Combining popular proposals to tax the wealthiest Americans and corporations would likely raise $3.9 trillion over the decade. This revenue could not even eliminate half the $15.5 trillion budget deficit that is already projected over the next decade, much less pay for $40 trillion in more spending. The overwhelming majority of new tax revenue to finance such expenditures would have to be raised from the middle- and lower-income earners.


Key Findings

  • Leading presidential candidates are proposing a combined $40 trillion in new federal spending, yet the combined proposals to tax wealthy Americans and corporations would raise $9.3 trillion under the best-case, rosiest scenario and, more realistically, $3.9 trillion.

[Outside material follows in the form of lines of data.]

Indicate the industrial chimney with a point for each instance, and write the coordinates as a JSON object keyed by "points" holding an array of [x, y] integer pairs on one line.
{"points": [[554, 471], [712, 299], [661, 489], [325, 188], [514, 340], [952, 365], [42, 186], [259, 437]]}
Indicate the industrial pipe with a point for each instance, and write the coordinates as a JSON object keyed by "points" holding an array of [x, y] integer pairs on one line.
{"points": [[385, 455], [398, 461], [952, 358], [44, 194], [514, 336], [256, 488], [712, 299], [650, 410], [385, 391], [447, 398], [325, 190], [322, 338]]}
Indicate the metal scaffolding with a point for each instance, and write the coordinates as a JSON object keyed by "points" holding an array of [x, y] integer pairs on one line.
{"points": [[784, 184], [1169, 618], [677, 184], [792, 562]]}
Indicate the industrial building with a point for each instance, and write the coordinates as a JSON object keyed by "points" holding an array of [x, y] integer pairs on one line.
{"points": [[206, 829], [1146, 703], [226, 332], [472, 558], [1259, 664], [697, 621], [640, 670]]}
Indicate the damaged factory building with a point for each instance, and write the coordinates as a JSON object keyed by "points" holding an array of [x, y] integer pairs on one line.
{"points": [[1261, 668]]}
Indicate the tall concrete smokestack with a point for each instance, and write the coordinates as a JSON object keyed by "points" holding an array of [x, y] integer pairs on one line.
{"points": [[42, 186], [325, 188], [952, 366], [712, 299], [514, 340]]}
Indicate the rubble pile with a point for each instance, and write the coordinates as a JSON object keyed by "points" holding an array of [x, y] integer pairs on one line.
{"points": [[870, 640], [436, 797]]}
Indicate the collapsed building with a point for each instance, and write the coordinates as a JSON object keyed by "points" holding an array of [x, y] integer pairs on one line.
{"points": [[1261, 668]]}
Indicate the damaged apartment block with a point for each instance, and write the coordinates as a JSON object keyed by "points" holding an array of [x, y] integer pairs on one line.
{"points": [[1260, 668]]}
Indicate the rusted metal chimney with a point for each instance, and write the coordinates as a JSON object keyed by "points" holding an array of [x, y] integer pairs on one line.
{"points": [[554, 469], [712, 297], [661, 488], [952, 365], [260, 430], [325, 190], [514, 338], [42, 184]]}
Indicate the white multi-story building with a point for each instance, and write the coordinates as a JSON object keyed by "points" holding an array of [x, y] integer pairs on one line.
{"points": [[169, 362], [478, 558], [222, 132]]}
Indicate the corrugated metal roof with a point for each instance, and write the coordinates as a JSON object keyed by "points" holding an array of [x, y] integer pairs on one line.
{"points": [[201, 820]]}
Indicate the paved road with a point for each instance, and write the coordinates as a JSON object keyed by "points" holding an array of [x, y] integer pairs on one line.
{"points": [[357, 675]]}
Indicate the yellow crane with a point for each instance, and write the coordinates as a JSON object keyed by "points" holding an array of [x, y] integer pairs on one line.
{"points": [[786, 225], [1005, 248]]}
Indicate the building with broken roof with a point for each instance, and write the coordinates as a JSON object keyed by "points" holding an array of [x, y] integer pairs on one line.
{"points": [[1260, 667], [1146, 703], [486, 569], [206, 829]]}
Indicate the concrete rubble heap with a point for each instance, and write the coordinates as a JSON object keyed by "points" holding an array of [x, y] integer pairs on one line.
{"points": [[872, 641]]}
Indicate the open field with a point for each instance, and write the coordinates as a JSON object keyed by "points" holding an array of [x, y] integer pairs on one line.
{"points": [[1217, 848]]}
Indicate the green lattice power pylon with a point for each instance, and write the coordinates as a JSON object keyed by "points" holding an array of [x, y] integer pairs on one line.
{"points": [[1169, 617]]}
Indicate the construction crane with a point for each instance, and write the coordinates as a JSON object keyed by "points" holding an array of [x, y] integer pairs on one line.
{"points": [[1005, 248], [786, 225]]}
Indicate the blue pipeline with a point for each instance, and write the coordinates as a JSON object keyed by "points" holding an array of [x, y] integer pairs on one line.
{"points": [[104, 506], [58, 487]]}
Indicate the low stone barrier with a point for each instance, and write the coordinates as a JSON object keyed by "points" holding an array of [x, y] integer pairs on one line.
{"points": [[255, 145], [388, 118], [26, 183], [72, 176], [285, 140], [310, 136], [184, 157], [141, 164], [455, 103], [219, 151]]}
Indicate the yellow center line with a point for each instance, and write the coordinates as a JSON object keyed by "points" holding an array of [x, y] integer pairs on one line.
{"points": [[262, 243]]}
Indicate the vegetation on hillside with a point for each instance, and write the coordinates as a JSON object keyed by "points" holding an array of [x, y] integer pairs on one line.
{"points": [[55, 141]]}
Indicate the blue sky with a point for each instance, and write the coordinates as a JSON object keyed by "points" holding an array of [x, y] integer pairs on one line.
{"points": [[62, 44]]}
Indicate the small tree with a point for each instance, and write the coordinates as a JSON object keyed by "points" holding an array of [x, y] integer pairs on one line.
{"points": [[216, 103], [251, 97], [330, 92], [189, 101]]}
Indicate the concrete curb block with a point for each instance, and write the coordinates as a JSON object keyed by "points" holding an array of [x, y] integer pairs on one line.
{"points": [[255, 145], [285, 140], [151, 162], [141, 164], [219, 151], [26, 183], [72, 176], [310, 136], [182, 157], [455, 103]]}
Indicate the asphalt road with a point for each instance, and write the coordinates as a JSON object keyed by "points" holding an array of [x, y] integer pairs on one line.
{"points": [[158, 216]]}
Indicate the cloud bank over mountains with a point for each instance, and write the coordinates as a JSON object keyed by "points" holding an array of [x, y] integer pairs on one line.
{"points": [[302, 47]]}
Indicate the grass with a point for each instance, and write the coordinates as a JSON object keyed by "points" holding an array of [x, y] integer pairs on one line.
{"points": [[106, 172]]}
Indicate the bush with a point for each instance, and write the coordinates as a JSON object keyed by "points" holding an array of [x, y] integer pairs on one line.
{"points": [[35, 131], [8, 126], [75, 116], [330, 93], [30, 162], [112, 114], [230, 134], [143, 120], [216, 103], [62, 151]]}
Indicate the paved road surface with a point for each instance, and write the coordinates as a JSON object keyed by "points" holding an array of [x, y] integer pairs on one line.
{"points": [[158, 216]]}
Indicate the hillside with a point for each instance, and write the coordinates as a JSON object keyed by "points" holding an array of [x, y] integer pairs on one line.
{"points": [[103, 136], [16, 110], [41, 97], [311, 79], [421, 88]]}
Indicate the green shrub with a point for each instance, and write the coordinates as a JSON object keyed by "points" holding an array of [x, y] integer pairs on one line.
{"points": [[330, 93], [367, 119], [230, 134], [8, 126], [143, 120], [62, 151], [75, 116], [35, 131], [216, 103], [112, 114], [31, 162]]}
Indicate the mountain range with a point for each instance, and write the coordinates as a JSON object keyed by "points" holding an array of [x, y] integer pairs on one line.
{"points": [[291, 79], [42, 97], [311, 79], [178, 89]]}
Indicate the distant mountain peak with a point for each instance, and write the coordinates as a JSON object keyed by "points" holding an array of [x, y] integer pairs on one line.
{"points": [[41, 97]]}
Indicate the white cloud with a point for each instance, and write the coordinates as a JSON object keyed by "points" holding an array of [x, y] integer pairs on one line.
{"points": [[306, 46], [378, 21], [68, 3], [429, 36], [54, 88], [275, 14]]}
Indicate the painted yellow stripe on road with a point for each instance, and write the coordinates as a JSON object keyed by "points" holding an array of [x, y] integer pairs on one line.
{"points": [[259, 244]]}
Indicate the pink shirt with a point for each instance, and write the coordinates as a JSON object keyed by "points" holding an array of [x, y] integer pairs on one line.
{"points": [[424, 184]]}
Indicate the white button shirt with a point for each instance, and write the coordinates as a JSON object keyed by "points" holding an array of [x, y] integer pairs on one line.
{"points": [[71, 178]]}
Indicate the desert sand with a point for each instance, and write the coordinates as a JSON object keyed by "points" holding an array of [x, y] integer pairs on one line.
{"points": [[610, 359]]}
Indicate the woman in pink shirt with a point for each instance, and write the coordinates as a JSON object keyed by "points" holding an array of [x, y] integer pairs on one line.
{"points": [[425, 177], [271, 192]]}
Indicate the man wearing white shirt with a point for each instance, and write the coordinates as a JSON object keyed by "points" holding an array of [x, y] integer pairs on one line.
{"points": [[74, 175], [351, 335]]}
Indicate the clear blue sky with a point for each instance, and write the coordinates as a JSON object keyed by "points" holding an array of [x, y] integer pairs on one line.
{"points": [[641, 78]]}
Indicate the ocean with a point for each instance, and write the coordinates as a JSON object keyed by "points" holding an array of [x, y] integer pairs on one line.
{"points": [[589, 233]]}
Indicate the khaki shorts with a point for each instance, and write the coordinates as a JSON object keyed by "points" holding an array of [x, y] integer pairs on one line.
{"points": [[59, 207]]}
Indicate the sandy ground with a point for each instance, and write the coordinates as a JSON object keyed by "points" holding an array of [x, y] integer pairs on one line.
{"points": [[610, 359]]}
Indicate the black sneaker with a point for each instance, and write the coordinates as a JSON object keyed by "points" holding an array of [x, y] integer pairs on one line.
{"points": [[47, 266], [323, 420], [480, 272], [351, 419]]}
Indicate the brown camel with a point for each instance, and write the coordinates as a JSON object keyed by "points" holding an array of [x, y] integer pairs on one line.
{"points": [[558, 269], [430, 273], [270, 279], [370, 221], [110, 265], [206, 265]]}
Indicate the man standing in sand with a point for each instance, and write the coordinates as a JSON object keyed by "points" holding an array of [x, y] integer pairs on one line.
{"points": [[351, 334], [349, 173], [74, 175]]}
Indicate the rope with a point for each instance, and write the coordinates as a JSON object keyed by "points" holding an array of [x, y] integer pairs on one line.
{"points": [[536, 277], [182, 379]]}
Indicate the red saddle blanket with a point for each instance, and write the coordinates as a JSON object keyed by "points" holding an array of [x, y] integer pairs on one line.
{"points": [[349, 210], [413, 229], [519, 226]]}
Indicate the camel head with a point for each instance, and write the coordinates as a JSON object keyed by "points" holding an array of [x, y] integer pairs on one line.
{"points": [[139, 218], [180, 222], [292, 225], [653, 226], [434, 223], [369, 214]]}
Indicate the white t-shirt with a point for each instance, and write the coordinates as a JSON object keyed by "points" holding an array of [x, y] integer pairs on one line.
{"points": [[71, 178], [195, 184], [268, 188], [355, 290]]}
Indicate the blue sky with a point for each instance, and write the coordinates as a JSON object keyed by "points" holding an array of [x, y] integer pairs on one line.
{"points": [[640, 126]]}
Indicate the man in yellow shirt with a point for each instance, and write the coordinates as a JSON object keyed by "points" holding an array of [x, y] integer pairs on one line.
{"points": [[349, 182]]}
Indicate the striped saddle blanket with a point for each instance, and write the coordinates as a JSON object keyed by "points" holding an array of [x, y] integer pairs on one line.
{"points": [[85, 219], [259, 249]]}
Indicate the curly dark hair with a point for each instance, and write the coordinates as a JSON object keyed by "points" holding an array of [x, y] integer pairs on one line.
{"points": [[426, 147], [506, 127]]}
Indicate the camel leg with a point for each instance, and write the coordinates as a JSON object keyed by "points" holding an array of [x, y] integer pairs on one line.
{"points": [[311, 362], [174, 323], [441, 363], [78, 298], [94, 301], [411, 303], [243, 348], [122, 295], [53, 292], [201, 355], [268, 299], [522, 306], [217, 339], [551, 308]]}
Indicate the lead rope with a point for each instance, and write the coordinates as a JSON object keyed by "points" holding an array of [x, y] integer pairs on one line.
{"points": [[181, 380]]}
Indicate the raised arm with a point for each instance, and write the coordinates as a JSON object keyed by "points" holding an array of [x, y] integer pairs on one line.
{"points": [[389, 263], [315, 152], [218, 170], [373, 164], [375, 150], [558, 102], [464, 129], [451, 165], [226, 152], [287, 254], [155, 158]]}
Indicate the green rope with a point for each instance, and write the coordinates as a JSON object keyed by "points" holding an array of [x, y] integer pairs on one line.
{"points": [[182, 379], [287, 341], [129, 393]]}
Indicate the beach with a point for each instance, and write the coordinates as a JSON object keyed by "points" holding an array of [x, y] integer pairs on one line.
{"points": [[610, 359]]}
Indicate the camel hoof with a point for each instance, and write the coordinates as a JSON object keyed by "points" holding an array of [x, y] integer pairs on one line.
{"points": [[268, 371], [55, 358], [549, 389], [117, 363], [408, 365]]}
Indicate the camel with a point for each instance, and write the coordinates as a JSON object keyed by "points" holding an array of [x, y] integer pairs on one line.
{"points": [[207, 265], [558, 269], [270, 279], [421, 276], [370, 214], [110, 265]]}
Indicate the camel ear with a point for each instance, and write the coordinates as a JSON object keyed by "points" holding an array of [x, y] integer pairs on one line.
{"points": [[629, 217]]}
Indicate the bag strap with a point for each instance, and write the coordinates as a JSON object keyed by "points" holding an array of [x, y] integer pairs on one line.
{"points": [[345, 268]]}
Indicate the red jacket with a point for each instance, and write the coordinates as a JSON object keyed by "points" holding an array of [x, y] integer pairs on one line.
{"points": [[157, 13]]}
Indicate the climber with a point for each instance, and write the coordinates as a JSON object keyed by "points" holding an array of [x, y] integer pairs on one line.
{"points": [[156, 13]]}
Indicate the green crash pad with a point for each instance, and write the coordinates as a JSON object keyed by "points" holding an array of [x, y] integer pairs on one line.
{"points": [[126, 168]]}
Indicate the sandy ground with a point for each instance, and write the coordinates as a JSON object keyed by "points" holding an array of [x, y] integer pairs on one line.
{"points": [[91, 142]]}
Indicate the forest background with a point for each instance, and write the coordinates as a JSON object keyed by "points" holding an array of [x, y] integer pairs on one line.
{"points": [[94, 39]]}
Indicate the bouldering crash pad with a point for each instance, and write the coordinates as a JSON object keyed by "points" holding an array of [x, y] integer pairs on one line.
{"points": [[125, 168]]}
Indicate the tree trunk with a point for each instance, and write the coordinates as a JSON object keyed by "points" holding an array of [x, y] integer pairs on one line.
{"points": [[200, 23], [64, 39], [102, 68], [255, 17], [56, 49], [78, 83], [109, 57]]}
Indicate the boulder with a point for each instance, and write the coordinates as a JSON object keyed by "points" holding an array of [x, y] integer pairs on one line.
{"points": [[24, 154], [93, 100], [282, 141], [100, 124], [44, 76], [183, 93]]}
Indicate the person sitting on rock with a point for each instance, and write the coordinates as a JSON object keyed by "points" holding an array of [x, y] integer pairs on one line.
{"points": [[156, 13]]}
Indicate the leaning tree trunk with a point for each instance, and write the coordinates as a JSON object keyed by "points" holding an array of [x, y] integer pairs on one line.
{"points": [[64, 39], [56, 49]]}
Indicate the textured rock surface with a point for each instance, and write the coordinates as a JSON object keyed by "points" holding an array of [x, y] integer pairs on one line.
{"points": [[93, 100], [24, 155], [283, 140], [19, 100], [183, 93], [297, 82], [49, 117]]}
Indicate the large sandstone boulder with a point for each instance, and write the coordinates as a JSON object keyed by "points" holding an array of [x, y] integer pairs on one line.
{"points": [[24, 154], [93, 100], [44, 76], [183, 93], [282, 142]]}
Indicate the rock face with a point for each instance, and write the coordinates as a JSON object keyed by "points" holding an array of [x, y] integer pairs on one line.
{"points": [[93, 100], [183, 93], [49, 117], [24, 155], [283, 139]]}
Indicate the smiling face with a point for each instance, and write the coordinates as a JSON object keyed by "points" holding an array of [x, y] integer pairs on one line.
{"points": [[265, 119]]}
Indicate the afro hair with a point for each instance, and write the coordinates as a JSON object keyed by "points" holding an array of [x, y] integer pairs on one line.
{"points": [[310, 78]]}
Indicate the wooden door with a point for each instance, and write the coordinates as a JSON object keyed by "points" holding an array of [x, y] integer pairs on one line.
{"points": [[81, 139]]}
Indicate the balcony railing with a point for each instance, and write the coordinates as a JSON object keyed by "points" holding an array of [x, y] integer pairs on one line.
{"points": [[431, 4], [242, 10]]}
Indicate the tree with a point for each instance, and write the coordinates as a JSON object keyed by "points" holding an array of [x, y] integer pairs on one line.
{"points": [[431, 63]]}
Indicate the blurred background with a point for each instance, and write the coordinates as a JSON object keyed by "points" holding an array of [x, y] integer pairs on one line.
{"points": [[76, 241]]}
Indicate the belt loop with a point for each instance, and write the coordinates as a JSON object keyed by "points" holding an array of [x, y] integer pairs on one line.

  • Even annually seizing 100% of all income earned over the $1 million threshold could not generate more than $8.9 trillion in additional revenues.
  • Funding $40 trillion in new spending would require raising the payroll tax by 38 percentage points or imposing an 88% national sales tax—even after cutting defense spending to European levels.
  • Depending on the choice of taxes, the median American household’s $5,000 federal tax burden would double or even triple.
  • Were Americans to accept all the taxes to finance this spending spree, it would still leave an escalating $15.5 trillion baseline budget deficit over the next decade under current policies.